🎇

How Attentive Are GATs? (GAT v2)

Read the paper

Key Ideas

Rank of attention in GATv1 is unconditional on the query node.
Because of this, some graph problems cannot be expressed by GAT.

Introduction

Proof that GAT doesn't compute a dynamic type of attention. It's only static.
- Static means for any query node, the attention is monotonic with respect to its neighbors.

Illustration showing that static attention assigns the same ranking of neighbors regardless of the query node.

Preliminaries

Generic GNN layer:

Generic GNN layer equation: aggregate neighbor representations, apply transformation.

GAT attention scoring:

GAT attention scoring function: $e_{ij} = \text{LeakyReLU}(\vec{a}^T [Wh_i \| Wh_j])$

GAT attention function:

GAT attention coefficients via softmax normalization over the neighborhood.

GAT layer:

Full GAT layer: $h_i' = \sigma(\sum_{j \in N(i)} \alpha_{ij} W h_j)$

Static vs Dynamic & Limited Expressivity of GAT

Static Attention

Family of functions computing scoring for a set of key vectors and query vectors. For every $f$ there's always a highest scoring key.
This is limiting because regardless of the query, every function has a key that's always selected.
BUT different keys have different relevance to different queries in real problems. How to express this?

Dynamic Attention

Every key has different scoring based on the query node. Notice dynamic attention families will have strict subsets of static attention.
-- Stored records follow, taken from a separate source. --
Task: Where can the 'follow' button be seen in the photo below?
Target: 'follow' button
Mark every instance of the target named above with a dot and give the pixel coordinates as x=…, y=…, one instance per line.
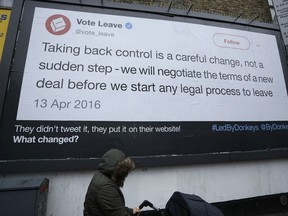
x=231, y=41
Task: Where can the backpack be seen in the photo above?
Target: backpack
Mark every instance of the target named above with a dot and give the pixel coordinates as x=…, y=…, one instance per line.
x=181, y=204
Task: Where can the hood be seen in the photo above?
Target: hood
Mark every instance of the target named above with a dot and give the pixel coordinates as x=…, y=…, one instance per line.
x=109, y=161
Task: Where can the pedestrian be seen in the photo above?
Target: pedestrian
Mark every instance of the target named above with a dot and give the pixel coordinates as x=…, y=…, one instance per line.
x=104, y=197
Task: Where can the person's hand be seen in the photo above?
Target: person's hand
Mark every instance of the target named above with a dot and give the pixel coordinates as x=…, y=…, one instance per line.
x=136, y=211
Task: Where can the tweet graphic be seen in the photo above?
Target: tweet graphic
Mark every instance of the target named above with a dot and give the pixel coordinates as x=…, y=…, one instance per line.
x=194, y=73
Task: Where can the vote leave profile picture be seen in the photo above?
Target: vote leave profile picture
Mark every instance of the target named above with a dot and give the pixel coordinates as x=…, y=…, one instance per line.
x=58, y=24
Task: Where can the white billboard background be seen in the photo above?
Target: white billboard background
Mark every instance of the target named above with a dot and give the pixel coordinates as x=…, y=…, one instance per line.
x=253, y=90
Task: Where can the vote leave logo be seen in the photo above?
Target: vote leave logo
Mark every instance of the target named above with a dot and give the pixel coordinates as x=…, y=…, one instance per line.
x=58, y=24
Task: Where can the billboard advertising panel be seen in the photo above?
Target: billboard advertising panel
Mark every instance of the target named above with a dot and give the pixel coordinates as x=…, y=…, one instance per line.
x=91, y=81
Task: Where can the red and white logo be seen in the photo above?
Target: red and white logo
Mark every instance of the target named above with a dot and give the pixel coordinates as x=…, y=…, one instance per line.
x=58, y=24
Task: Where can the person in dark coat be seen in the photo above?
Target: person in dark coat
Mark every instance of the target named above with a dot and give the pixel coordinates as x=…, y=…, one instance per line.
x=104, y=197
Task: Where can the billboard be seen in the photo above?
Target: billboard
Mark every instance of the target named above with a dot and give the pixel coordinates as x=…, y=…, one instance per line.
x=90, y=81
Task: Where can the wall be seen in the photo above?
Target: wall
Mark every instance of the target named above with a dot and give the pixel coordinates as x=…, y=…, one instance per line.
x=213, y=182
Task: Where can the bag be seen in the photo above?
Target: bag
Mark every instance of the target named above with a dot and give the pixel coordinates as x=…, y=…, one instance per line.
x=190, y=205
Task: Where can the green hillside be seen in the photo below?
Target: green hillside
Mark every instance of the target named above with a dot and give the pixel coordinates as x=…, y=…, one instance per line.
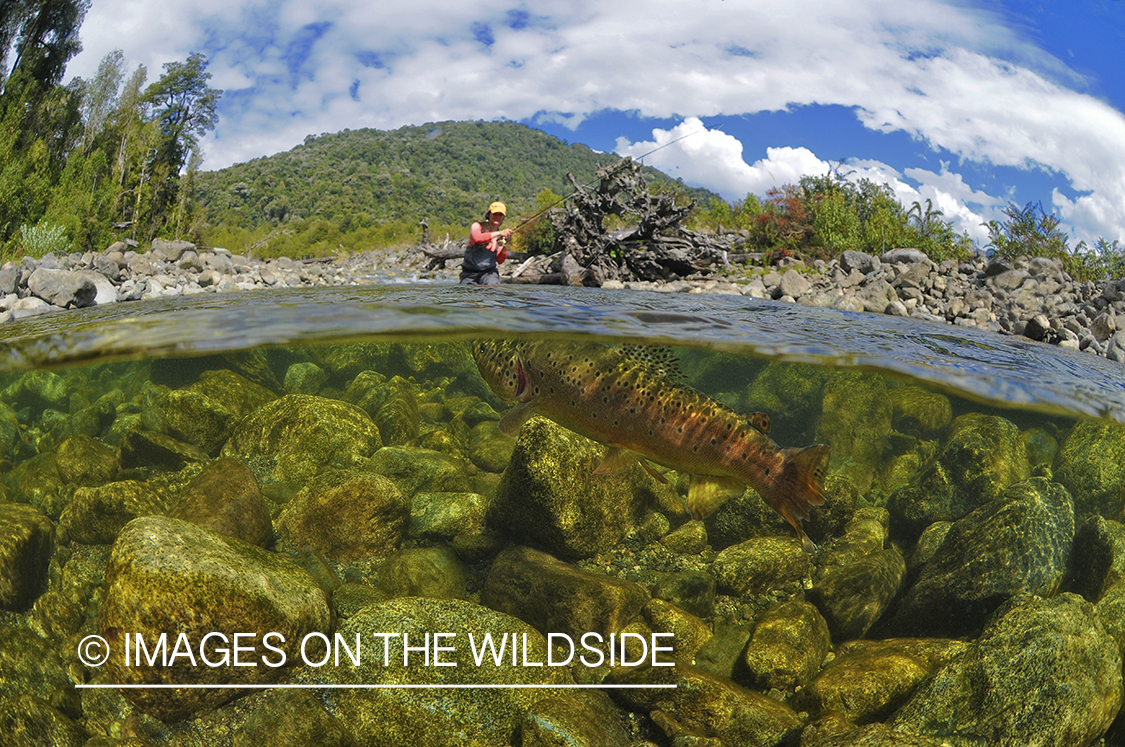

Need for a New Scoring Function

Analysis showing that in GATv1, there exists a $j_{\max}$ such that $a_2(Wh_j)$ is maximal for all $j \in V$.

There exists a $j_{\max}$ so that $a_2(Wh_j)$ is maximal for all $j \in V$.
In that case, due to the monotonicity of LeakyReLU, for every query node $i$, the node $j_{\max}$ is leading to the maximal value of the distribution.
To avoid this, we can apply the learned attention layer after applying the LeakyReLU non-linearity.

GATv2 scoring function: $e_{ij} = \vec{a}^T \text{LeakyReLU}(W_l h_i + W_r h_j)$ — applying attention after the non-linearity enables dynamic attention.

Evaluation

Certain problems, like the dictionary lookup problem, cannot be learned with static attention (proven in the appendix of the paper).

Example graph problem that cannot be solved by GATv1's static attention but can be solved by GATv2's dynamic attention.